What I do NOT put in hooks

Three things I learned not to push into them:

1. Business logic. A hook is a filter or telemetry. If I'm writing if/else with five business conditions, that's a sign it should be a separate script the agent calls deliberately.

2. Anything with high latency. A hook blocks the tool. If a hook takes 5 seconds, the agent waits. My rule: hook < 200ms. Bigger checks (e.g. test suite before push) run as a recommendation, not a block.

3. Rules I change weekly.
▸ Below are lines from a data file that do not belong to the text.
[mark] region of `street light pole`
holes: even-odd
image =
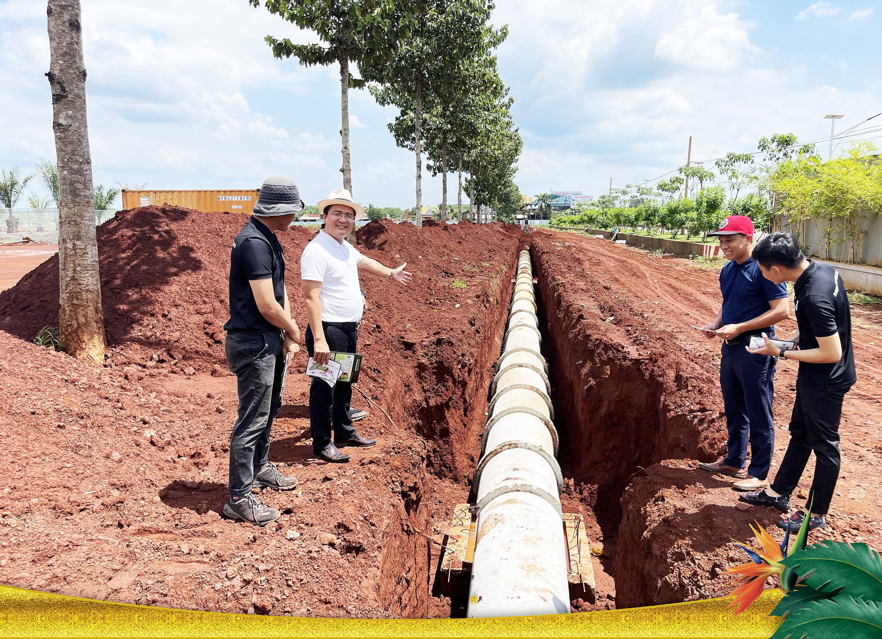
[[[833,127],[836,126],[836,120],[839,120],[842,116],[824,116],[825,120],[830,120],[830,148],[827,151],[827,162],[833,157]]]

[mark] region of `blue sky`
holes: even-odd
[[[82,4],[96,184],[254,188],[282,175],[308,202],[341,185],[338,70],[274,60],[263,42],[313,36],[246,0]],[[515,181],[597,195],[684,163],[690,135],[692,159],[709,160],[776,132],[823,139],[827,113],[845,115],[843,131],[882,111],[880,20],[874,0],[498,0],[524,139]],[[45,4],[0,1],[0,166],[54,158],[48,69]],[[352,91],[350,114],[356,199],[412,205],[413,154],[385,128],[394,110]],[[439,201],[440,177],[424,174],[423,193]]]

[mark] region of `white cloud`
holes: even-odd
[[[693,69],[731,71],[751,44],[747,26],[736,13],[725,15],[714,6],[703,6],[698,15],[679,22],[655,43],[655,56]]]
[[[848,16],[848,19],[865,20],[875,12],[876,12],[875,9],[856,9],[852,12],[850,16]]]
[[[817,2],[810,7],[806,7],[794,18],[795,20],[806,20],[809,18],[826,18],[839,13],[841,9],[834,7],[830,3]]]

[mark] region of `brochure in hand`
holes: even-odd
[[[324,380],[331,387],[333,387],[338,381],[350,383],[358,381],[358,374],[361,371],[361,353],[337,353],[332,350],[331,358],[327,365],[316,364],[316,360],[312,357],[310,357],[306,363],[307,375]]]

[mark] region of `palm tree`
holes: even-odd
[[[552,199],[554,199],[554,196],[551,193],[540,193],[533,196],[533,200],[536,204],[536,214],[540,220],[546,219],[544,215],[551,211]]]

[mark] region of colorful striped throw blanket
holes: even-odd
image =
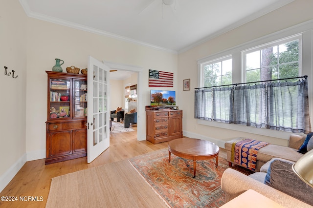
[[[251,139],[237,141],[233,143],[231,147],[231,162],[255,171],[258,151],[268,145],[267,142]]]

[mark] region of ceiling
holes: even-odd
[[[30,17],[179,53],[294,0],[164,0],[20,1]]]

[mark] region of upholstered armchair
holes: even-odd
[[[121,119],[122,121],[124,120],[124,114],[125,113],[125,111],[124,110],[120,110],[116,112],[116,111],[115,110],[111,110],[111,121],[114,121],[114,118],[116,118],[116,122],[120,122]]]
[[[129,128],[130,124],[137,124],[137,112],[126,113],[124,121],[124,126],[125,128]]]

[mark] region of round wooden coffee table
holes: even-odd
[[[171,153],[175,155],[194,161],[194,178],[196,177],[197,160],[216,159],[216,167],[219,162],[218,146],[208,141],[198,139],[183,138],[172,140],[168,143],[169,163],[171,162]]]

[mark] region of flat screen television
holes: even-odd
[[[176,105],[175,91],[151,90],[151,107],[173,107]]]

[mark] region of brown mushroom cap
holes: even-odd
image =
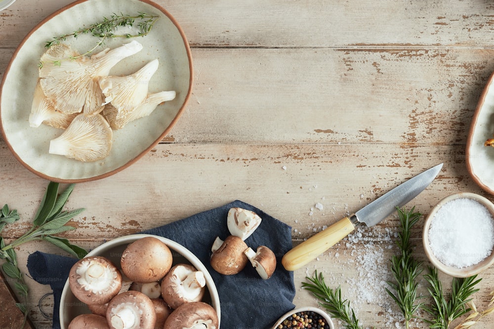
[[[96,314],[81,314],[69,324],[68,329],[109,329],[106,318]]]
[[[244,269],[248,261],[244,254],[248,248],[241,238],[230,235],[211,256],[211,266],[222,274],[236,274]]]
[[[69,273],[72,293],[88,305],[108,303],[119,293],[122,283],[120,271],[111,261],[101,256],[79,260]]]
[[[151,298],[151,301],[155,307],[155,313],[156,313],[156,323],[155,324],[155,329],[163,329],[165,322],[171,314],[172,309],[168,304],[161,298]]]
[[[186,303],[171,312],[163,329],[218,329],[219,322],[218,315],[212,306],[196,301]]]
[[[271,277],[276,268],[276,256],[271,249],[259,246],[255,252],[248,248],[244,253],[261,278],[267,280]]]
[[[134,282],[148,283],[161,280],[171,267],[171,251],[153,237],[137,240],[127,246],[120,260],[122,272]]]
[[[151,299],[140,292],[129,291],[108,303],[106,320],[112,329],[154,329],[156,314]]]
[[[175,309],[185,303],[200,301],[206,291],[204,274],[188,264],[178,264],[163,278],[161,295]]]

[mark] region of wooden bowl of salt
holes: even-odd
[[[473,193],[446,197],[426,219],[422,241],[441,272],[458,278],[480,273],[494,262],[494,204]]]

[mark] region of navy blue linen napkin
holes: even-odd
[[[211,267],[211,246],[217,236],[224,240],[230,233],[226,219],[228,211],[239,207],[253,211],[262,221],[246,240],[255,250],[266,246],[276,255],[276,270],[267,280],[260,278],[250,263],[235,275],[223,275]],[[268,329],[278,319],[294,307],[293,272],[281,264],[283,255],[291,249],[291,228],[262,210],[236,200],[218,208],[141,233],[159,235],[180,244],[206,266],[216,284],[221,309],[221,327],[224,329]],[[60,296],[69,272],[77,259],[36,252],[28,258],[31,277],[49,284],[53,290],[53,328],[60,328],[58,309]]]

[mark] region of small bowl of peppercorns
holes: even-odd
[[[331,318],[316,307],[292,310],[282,316],[272,329],[334,329]]]

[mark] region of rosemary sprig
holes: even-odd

Every hook is a small contract with the agent. Changed often, we both get confused. Memory + CLAUDE.md are better for soft preferences.

Setup in a nutshell

.claude/
├── settings.json          # hook registry
└── hooks/
    ├── block-destructive.sh
    ├── commit-reminder.sh
    ├── telemetry.sh
    └── validate-push.sh

Each hook is ~20 lines of bash + jq. No framework. No build step. That's what I like about Claude Code: hooks are bash scripts, not application code.


If you use Claude Code and haven't played with hooks, start with block-destructive.sh. Smallest effort, biggest return. As I tell the agent: "sharp tools, soft hands."